Most people have no clue where/how everyday things are made. Reminds me of this video where a teenage girl was saying food comes from supermarkets, not farmers
My grandparents (who were farmers) would frequently joke that city folk always thought beets came from cans at the store and didn't know they grew in the ground.
I imagine the same city folk laughed at all the things country rubes like my grandparents didn't know. Of course, one being the child of an immigrant and the other immigrating as a child, and quite poor to boot, they would have faced plenty of derision for that as well. IIRC they also didn't get indoor plumbing and toilets until the early 1950's, so they probably would have been laughed at for that too.
It does make one wonder how long the supply chain can get before people forget what's on the other side of it. The Roman's only had a vague concept of how silk was made and where it came from. The Chinese a vague idea of daqin, the opposite of the Qin empire.
A farmer be forgiven for believing that their fertilizer is made from manure and not petrochemicals made thousands of miles away?
Farmers know absurd amounts about the fertilizer they're using. Frankly, they probably know more about any given facet of the modern world than the average person. Having to pull multi-million dollar lines of credit and constantly staying up-to-date with any technology that touches your business will do funny things to people. That extends to most people that make things; they know who it goes to and how it gets there, but the person who gets it doesn't know where it came from and how it got to them.
Yeah there was a viral video awhile back where this young woman on a family farm was sitting in her tractor talking about how everything worked. The tractor has more computer screens than my desk ever had and a GIS system.
> That extends to most people that make things; they know who it goes to and how it gets there, but the person who gets it doesn't know where it came from and how it got to them.
People who make things seriously, at least. People who think groceries come from the store and haven’t thought past that will still be able to cook a meal while a more serious home cook or a good professional chef knows more about where their ingredients come from. But this only goes a couple levels deep at most. The chef might know where the farmer’s fertilizer comes from (I think that’s part of what’s implied by “organic food”) but the farmer will definitely know. But for petrochemical fertilizer, there’s a whole petrochemical supply chain before that which the fertilizer manufacturer will understand even better than the farmer.
"City folk encountering their country cousins" used to be a standard trope of comedy. The very fact that it's not anymore tells you all you need to know about urbanization.

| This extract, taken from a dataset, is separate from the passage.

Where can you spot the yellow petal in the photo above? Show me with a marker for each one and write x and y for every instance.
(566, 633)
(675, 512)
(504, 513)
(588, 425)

That was pretty much the entire joke behind both Green Acres and the Beverly Hillbillies, to show the difference of cultures in America in an absurd way. Seeing everything become homogeneous is kind of sad
Sort of...Green Acres seemed more to exploit that difference to create an absurd environment in general. (Filmways had a lot of trained farm animals around anyway.) The recurring joke was that Eddie Albert had an idyllic vision of being a lawyer retiring to farm life, and all of the objectively insane things people there did made perfect sense to everyone except him, including Eva Gabor.
There used to be plenty of how stuff is made documentaries on tv, so I don't know. Nowadays I don't see tv, not that linear medium anyway, so is it gone?
There's still plenty of professionally produced documentaries. There are a zillion videos on Youtube which talk about how stuff is made. Plenty of videos telling you how to make your own stuff. There's subreddits directly or indirectly dedicated to this. There's also quite a bit of how-stuff-is-made on TikTok too.
Speaking of the latter, there's one related phenomenon on TikTok which I never see talked about, but is quite interesting / educational. Some production workers set up a TikTok live feed at work so you can see their part of how things are made or shipped. I've seen factory workers in Vietnam, farmers from all over the world, loggers, construction workers, and too many craftsmen to count. Once had insomnia and ended up watching a 5 AM livestream of a sawmill worker methodically turning various sized tree trunks into uniform planks. That was oddly relaxing and fascinating.
(Since you mentioned it) I just recently watched all of Stuff Made Here (brilliant guy and channel). One thing really opened my mind - he built his own CNC machine! Now that I know this I could almost believe that I could build anything too. At least that it's possible to build at home.
Interesting about TikTok. But all the content niches are so segregated now due to algorithm recommendations, I'm not sure if these are being watched by only the interested, or are they watched by "everyone" in general?
Some how-stuff-is-made videos do get wide play despite the algorithmic silos. The ones that do best are the ones that are rather peaceful & mesmerizing. That grabs the people interested in the technical aspects, the people who get ASMR tingles easily, and the people who fall into the /r/oddlysatisfying crowd. Those 3 groups often make for a large audience.
I imagine the same city folk laughed at all the things country rubes like my grandparents didn't know. Of course, one being the child of an immigrant and the other immigrating as a child, and quite poor to boot, they would have faced plenty of derision for that as well. IIRC they also didn't get indoor plumbing and toilets until the early 1950's, so they probably would have been laughed at for that too.